2.8. Writing good code

This is a short list of tips. Also look at these tips and these tips for when you’re stuck.

2.8.1. Naming variables and functions

I try to put verbs in the names of functions (get_returns()) and name dataframes after their unit-levels (monthly_df). Avoid ambiguous abbreviations.

2.8.2. Code style + Auto-Formatting!

There are many ways to achieve the same things in python. Python tends to be a very readable language compared to others. Still, the style of how you write the code can make python code easy to read or hard to read!

Tip

  1. Obey the naming suggestions above.

  2. Use an auto-formatter! This will rewrite your code automatically to have good style!

There are a few popular auto-formatters (black, yapf, and autopep8). In my JupyterLab set up, I explain how I set up Black, the “uncompromising Python code formatter” which is very opinionated (“any color you’d like, as long as it is black”).

Look at what Black does to this code:

This function is too long to even read:

def very_important_function(template: str, *variables, file: os.PathLike, engine: str, header: bool = True, debug: bool = False):
    """Applies `variables` to the `template` and writes to `file`."""
    with open(file, 'w') as f:
        ...

I hit CTRL+SHIFT+F and this was the result:

def very_important_function(
    template: str,
    *variables,
    file: os.PathLike,
    engine: str,
    header: bool = True,
    debug: bool = False
):
    """Applies `variables` to the `template` and writes to `file`."""
    with open(file, "w") as f:
        ...

2.8.3. Use a linter + coding assistance

A linter is a programming tool to detect possible errors in your code and stylistic issues.

See my JupyterLab set up, for install instructions you can follow to install Jupyterlab-lsp. This extension provides code navigation + hover suggestions + linters + autocompletion + rename assistance.

2.8.4. DRY code

Don’t Repeat Yourself. See the Functions page for tips on how to use functions to reduce duplication.

2.8.5. Premature optimization

In this class, you likely won’t get to the point where you try to optimize your code for speed.

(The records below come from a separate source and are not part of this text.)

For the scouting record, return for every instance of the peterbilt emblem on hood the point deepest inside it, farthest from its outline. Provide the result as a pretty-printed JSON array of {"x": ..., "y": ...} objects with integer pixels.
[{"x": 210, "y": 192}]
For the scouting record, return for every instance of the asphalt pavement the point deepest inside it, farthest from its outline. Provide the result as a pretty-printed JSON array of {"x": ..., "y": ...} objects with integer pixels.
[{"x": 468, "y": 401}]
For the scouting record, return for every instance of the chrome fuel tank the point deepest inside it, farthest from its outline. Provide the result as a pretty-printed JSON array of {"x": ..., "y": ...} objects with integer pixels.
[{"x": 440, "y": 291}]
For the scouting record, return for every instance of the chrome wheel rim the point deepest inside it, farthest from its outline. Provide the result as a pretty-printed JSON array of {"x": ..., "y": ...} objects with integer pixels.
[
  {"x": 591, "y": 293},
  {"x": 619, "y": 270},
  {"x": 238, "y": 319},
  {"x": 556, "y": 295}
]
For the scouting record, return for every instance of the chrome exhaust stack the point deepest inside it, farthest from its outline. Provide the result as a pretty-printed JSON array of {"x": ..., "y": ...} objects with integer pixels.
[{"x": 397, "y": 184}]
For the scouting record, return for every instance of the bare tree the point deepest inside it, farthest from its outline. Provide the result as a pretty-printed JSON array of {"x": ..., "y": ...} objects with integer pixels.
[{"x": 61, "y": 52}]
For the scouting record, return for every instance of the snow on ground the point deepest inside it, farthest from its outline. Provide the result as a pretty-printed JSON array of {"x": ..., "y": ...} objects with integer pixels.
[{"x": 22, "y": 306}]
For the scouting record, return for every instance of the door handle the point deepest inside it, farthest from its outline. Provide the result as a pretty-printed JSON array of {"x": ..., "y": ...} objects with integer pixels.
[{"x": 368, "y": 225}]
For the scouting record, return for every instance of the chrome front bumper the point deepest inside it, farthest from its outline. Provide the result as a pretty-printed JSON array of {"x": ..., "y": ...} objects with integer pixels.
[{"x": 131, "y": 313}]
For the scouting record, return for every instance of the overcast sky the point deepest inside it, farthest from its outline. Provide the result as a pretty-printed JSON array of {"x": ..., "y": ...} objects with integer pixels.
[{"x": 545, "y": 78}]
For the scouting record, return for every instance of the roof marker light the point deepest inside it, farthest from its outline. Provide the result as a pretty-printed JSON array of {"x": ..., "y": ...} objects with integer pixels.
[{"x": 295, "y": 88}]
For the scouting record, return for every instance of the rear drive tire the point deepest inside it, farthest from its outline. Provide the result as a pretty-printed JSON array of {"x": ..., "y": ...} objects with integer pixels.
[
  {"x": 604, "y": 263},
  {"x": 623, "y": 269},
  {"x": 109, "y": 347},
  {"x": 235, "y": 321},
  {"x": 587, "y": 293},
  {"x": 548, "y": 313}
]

Our problem sets aren’t quite massive enough to need that. Some student projects might tempt students to optimize for speed.

Don’t! Total time = your coding time (initial time, debug time, revising time) + computer time. Computer time is cheap. Yours is limited.

First: Write clean, easy to use code that works.

Only once your code is virtually complete should you even contemplate speed. And still, you’re probably optimizing too soon. (You haven’t yet realized that you need to completely reformulate the approach to the problem.)

2.8.6. Magic numbers are bad

A magic number is a literal number or parameter value embedded in your code. Having numbers that act as in-line inputs and parameters can easily lead to errors and make modifying code very tough.

Here is an example that tries to download and stock price data.

If I want to change the stocks included, I’ll need to change the list of stocks twice.

import pandas_datareader as pdr  
from datetime import datetime
import yfinance as yf

# load stock returns 
start = datetime(2004, 1, 1)
end = datetime(2007, 12, 31)

stock_prices         = yf.download(['MSFT','AAPL'], start , end)
stock_prices.index   = stock_prices.index.tz_localize(None)      # change yf date format to match pdr
stock_prices         = stock_prices.filter(like='Adj Close')     # reduce to just columns with this in the name
stock_prices.columns = ['MSFT','AAPL']


# do more stuff...

Now I only need to change the variable stocks to alter the entire code.

import pandas_datareader as pdr  
from datetime import datetime
import yfinance as yf

# load stock returns 
start = datetime(2004, 1, 1)
end = datetime(2007, 12, 31)
stocks = ['MSFT','AAPL']
stock_prices         = yf.download(stocks, start , end)
stock_prices.index   = stock_prices.index.tz_localize(None)      # change yf date format to match pdr
stock_prices         = stock_prices.filter(like='Adj Close')     # reduce to just columns with this in the name
stock_prices.columns = stock_prices.columns.get_level_values(1)  # tickers as col names, works no matter order of tics

# do more stuff...